O primeiro dia de SXSW é sempre inspirador e frustrante: a gente faz tanta coisa legal, que começa a se empolgar em querer fazer tudo, e infelizmente ainda não inventaram maneiras de estar em dois lugares ao mesmo tempo.


Mas vamos falar só da parte inspiradora: começamos o dia com uma experiência em VR do filme a Múmia, um novo longa que estreia em junho com Tom Cruise. O filme tem uma cena de gravidade zero perfeita para uma experiência imersiva, e foi um dos melhores projetos de realidade virtual que eu participei até agora. Com a primeira cadeira de full motion criada para cinema, um óculos e um headphone, era como se nós conseguíssemos sentir as cenas. Me fez indagar sobre como essa tecnologia vai impactar o mundo do cinema e se aguentaríamos assistir um filme todo dessa maneira - particularmente eu saí bem enjoada, mas também não gosto tanto de filmes 3D e crianças adoram. Pra minha sorte, uma palestra discutirá exatamente sobre isso essa semana.


Logo depois, fomos para um painel que contava com Pete Cashmore (Mashable), Bonnie

 
                                                                 


Pan (Endemol) e Thomas Hughes (Lionsgate), e falava sobre a pergunta que não quer calar: qual será o futuro do entretenimento com essas mudanças tão rápidas na tecnologia? Falou-se muito sobre o YouTube TV, Netflix, Hulu e também sobre a TV tradicional. Cashmore afirmou que pela sua experiência, o tamanho da tela não importa: as pessoas vão atrás de bom conteúdo. E com os conteúdos originais dessas novas plataformas, o nível do que é considerado bom está cada vez mais alto.

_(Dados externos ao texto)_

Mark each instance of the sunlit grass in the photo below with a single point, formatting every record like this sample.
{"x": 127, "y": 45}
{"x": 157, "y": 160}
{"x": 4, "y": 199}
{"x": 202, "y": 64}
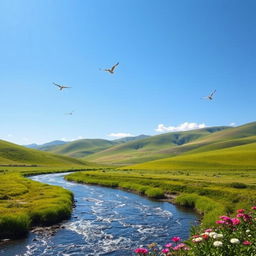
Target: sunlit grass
{"x": 193, "y": 189}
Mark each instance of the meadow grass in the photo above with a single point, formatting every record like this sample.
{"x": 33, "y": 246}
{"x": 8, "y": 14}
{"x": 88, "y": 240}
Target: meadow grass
{"x": 25, "y": 203}
{"x": 193, "y": 189}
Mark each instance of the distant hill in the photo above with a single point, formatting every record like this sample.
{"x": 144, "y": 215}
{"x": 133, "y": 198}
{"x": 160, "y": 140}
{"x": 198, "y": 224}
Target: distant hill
{"x": 132, "y": 138}
{"x": 46, "y": 146}
{"x": 81, "y": 148}
{"x": 12, "y": 154}
{"x": 237, "y": 157}
{"x": 85, "y": 147}
{"x": 231, "y": 148}
{"x": 154, "y": 147}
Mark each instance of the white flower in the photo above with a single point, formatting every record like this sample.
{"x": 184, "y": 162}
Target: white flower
{"x": 217, "y": 243}
{"x": 217, "y": 236}
{"x": 197, "y": 240}
{"x": 234, "y": 241}
{"x": 212, "y": 234}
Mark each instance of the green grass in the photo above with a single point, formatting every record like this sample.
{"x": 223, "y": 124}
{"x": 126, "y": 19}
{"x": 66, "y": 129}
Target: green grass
{"x": 175, "y": 144}
{"x": 12, "y": 154}
{"x": 24, "y": 203}
{"x": 81, "y": 148}
{"x": 150, "y": 148}
{"x": 238, "y": 157}
{"x": 211, "y": 194}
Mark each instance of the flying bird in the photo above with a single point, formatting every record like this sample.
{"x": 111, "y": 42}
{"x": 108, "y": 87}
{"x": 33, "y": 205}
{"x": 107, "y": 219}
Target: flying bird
{"x": 70, "y": 113}
{"x": 111, "y": 70}
{"x": 61, "y": 87}
{"x": 210, "y": 96}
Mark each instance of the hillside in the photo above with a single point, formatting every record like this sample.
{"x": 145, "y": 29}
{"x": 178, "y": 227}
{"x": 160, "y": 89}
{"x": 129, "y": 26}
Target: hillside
{"x": 81, "y": 148}
{"x": 237, "y": 157}
{"x": 12, "y": 154}
{"x": 154, "y": 147}
{"x": 85, "y": 147}
{"x": 46, "y": 146}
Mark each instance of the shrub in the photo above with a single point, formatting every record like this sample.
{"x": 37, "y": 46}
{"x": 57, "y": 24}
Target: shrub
{"x": 154, "y": 193}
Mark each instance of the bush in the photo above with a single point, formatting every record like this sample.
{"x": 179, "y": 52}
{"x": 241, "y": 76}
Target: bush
{"x": 238, "y": 185}
{"x": 154, "y": 193}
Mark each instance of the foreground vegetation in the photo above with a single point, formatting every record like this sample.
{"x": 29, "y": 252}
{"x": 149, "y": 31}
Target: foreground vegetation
{"x": 231, "y": 236}
{"x": 210, "y": 193}
{"x": 25, "y": 203}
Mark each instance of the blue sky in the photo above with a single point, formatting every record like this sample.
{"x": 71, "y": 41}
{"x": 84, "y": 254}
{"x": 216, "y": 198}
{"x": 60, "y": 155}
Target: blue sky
{"x": 171, "y": 53}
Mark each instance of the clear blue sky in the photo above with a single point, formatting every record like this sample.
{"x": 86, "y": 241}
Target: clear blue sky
{"x": 171, "y": 53}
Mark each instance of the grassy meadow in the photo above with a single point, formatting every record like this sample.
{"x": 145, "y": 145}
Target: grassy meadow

Hora de almoçar e em seguida assistir outra palestra chamada “Como a internet das coisas sabe como você se sente". Pamela Pavlisvak, contou como o mercado de apps e wearables para a leitura de emoções está cada vez robusto. Já estão disponíveis bots que fazem o papel de terapeuta, dando dicas financeiras ou até mesmo sobre o seu relacionamento com alguém. As perguntas que ficam são: até onde estamos dispostos a sacrificar a nossa privacidade e até onde conseguimos criar laços com as máquinas? Mas devo admitir que o ponto alto da palestra foi a apropriação do meme da Nazaré! #gobrasil

 
 
                                                               
 
 
 
Pra finalizar o dia, um painel com uma discussão polêmica e muito atual sobre biometria e vigilância, onde um diretor executivo da área de tecnologia do FBI, um fundador de uma empresa de reconhecimento facial e um jornalista estudioso da área de informação, falaram muito sobre ética e o papel do governo e das empresas. “O fato de você ser bom em biometria, não significa que você seja bom em segurança da informação” - basicamente, a falta de regulamentação faz com que a noção de privacidade que temos não seja a verdadeira realidade com a quantidade de aplicativos que usamos.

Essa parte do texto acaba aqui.